Gerçekten önemli bir haber olduğunda “önemini” fark edebiliyorum.
İşte tam da bu nedenle; siz bu yazıyı okurken ben çok uzaklarda olacağım.
Instagram’da paylaşmadığım kahve elimde, uzun süre önce aldığım ama okumaya fırsat bulamadığım kitabı okuyor olacağım, twitter’de binlerce yazı arasında kaybolmuş bir ayrıntıyı fark etmeyi kaçırırken birinin sesinin tonundaki mesajı anlayabiliyor olacağım, facebook’da patlamış mısır formatında paylaşılan cesetleri izlemediğim, ama gidip birine yardım edebildiğim için daha iyi olacağım, pinterest’te dünyanın bilmem neresinden yeni bir yaratıcı haber alamadığım ama her an yaratılan milyonlarca şeyi fark edip daha da iyi olacağım, periscope’den canlı yayınlanmayan varlıkları izlemekle meşgul olacağım, swarm’da yer bildirimi yapmayacağım, etrafıma bakıp nerede olduğumu biliyor olacağım…

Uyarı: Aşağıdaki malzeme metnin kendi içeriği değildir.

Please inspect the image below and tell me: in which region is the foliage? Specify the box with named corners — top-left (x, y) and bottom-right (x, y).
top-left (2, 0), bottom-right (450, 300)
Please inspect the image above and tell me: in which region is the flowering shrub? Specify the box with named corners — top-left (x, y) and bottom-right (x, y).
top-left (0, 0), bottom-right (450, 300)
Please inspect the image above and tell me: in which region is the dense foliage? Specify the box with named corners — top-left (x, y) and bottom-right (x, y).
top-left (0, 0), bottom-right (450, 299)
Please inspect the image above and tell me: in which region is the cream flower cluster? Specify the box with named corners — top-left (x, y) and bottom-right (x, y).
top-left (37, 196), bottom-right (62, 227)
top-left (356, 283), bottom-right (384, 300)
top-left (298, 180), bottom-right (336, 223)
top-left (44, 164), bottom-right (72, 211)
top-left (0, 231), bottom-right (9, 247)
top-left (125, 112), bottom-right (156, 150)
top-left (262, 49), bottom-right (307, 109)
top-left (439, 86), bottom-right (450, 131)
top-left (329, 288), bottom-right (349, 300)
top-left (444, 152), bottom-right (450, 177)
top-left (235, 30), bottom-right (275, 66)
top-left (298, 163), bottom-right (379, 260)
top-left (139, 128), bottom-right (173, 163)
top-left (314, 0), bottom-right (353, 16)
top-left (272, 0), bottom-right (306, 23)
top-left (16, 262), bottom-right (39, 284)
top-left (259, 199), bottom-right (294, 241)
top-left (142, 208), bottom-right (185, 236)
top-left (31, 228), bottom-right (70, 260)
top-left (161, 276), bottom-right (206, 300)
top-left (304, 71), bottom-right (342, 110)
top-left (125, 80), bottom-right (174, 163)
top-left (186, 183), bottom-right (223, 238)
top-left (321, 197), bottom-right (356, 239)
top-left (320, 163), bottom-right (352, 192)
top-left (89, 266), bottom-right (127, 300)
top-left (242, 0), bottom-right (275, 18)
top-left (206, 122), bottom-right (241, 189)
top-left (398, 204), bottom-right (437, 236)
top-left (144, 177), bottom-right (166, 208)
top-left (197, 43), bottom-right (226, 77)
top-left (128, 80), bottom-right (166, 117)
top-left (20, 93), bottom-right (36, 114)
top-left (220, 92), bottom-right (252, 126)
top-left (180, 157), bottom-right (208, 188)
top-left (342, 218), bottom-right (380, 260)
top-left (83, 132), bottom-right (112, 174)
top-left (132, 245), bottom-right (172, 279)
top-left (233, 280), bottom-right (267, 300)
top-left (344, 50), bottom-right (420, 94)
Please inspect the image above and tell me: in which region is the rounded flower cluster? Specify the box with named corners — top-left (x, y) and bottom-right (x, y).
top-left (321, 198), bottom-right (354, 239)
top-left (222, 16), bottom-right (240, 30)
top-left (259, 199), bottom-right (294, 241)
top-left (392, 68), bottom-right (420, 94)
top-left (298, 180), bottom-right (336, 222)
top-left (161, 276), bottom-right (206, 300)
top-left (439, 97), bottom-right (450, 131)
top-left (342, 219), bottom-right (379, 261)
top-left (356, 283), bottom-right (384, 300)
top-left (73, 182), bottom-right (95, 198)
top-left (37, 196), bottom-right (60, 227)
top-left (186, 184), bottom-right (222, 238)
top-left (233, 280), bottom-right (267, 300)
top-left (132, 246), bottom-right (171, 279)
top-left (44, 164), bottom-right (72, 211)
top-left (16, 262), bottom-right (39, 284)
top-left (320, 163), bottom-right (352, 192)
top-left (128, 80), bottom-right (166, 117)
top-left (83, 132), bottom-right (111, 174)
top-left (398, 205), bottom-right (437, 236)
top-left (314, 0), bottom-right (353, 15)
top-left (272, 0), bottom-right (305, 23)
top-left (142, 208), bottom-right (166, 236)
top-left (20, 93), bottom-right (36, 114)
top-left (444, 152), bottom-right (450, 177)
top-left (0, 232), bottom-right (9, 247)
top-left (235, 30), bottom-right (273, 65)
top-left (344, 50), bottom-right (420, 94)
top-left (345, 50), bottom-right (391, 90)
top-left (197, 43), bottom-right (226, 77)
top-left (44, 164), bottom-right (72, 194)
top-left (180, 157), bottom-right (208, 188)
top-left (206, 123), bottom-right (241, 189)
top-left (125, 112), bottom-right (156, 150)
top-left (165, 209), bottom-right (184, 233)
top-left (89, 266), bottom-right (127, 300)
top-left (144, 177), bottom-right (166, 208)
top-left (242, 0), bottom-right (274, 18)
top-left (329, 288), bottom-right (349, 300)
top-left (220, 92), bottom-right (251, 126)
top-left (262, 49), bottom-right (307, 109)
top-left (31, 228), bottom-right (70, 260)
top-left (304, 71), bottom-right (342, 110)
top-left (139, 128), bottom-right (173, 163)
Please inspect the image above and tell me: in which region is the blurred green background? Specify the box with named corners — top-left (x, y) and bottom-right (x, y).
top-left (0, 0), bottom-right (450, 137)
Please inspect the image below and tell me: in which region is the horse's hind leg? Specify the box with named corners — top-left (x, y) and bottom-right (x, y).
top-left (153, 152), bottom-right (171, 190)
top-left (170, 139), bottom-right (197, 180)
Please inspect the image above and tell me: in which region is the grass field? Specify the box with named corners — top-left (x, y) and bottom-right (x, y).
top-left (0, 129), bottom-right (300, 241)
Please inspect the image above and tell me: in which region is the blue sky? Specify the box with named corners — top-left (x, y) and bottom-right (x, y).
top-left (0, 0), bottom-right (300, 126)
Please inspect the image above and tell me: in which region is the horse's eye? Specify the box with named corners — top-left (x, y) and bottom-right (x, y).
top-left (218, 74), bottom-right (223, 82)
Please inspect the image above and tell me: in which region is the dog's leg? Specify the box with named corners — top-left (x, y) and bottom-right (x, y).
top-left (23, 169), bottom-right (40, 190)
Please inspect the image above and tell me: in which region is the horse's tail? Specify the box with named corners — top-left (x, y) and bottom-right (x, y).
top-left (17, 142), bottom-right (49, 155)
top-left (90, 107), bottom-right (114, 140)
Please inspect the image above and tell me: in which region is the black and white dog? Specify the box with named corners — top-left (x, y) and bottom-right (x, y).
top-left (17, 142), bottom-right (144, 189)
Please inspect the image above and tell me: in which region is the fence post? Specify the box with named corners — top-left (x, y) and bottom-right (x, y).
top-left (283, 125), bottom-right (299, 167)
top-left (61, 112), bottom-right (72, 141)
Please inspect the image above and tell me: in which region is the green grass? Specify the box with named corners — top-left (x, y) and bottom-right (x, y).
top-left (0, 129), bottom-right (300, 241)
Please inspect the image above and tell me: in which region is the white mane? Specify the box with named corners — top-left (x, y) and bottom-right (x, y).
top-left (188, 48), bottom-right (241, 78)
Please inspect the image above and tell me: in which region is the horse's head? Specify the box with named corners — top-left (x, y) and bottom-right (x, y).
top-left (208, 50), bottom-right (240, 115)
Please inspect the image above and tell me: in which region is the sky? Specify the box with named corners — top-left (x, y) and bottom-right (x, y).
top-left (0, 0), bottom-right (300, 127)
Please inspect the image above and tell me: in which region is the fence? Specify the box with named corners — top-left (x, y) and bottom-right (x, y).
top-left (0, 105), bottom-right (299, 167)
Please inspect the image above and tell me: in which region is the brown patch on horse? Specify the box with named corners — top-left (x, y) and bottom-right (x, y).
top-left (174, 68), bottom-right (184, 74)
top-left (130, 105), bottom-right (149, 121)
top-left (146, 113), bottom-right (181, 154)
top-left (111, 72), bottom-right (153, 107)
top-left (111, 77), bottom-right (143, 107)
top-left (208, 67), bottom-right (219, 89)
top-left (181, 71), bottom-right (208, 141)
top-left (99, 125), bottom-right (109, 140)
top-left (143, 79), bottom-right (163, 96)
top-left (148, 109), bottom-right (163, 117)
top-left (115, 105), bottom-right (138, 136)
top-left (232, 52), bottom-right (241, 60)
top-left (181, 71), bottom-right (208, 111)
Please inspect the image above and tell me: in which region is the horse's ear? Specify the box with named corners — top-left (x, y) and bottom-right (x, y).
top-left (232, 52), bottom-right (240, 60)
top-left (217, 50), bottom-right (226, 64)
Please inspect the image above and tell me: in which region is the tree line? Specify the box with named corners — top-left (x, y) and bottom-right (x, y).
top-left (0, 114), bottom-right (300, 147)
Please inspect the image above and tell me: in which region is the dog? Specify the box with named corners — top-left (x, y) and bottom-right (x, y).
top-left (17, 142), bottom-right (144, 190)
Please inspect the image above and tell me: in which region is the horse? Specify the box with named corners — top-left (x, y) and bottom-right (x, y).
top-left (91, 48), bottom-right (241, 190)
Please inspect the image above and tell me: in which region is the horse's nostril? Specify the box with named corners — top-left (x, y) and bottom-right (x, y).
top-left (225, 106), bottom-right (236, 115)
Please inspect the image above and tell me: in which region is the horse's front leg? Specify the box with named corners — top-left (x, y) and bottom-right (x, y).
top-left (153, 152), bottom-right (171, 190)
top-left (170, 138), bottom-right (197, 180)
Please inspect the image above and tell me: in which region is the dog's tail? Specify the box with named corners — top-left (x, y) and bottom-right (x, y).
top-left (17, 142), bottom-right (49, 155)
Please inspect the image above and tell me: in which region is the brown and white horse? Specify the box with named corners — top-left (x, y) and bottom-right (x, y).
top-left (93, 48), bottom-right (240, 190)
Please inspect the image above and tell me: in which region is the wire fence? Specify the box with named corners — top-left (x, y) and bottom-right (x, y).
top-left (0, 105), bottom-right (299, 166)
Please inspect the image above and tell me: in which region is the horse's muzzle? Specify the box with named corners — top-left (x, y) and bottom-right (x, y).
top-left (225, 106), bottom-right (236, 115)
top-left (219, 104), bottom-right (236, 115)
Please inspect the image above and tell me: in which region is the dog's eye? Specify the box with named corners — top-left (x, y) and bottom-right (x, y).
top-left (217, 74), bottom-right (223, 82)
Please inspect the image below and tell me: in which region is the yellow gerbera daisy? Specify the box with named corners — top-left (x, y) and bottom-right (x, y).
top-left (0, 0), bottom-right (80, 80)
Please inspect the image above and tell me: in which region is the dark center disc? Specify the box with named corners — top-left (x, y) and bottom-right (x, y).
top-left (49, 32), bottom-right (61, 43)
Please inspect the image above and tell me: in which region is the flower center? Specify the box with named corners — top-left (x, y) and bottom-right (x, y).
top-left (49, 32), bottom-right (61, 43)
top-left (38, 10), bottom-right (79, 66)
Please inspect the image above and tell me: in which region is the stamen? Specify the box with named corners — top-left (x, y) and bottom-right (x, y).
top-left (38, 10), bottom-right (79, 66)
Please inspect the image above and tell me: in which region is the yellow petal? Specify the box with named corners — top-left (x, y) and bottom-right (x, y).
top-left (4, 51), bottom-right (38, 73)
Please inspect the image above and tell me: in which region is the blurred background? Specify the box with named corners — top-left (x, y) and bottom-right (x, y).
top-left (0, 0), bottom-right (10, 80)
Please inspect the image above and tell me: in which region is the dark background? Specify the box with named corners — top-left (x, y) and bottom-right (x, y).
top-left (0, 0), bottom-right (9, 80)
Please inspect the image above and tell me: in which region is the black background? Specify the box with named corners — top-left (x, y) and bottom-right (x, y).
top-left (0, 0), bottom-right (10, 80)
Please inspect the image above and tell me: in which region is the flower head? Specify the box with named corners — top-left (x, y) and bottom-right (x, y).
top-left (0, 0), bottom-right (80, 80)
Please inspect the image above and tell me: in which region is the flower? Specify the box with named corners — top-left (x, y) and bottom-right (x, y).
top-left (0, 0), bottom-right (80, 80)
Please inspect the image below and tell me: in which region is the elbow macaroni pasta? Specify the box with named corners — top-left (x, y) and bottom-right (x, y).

Siz bu yazıyı okurken ne düşündüğünüz beni ilgilendirmeyecek, zaten bilmeyeceğim. Bu nedenle beğeninizle kendimi bir şey zannedip, eleştirinizle yerden yere savrulmayacağım.
Sadece kalben birlikte olduklarımı hissedeceğim. Belki bir yerlerde karşılaştığımızda daha önce tanışmış mıydık biz diye düşünüp duracağım.
Belki biraz robot olmadığımı hatırlayıp mutlu olacağım.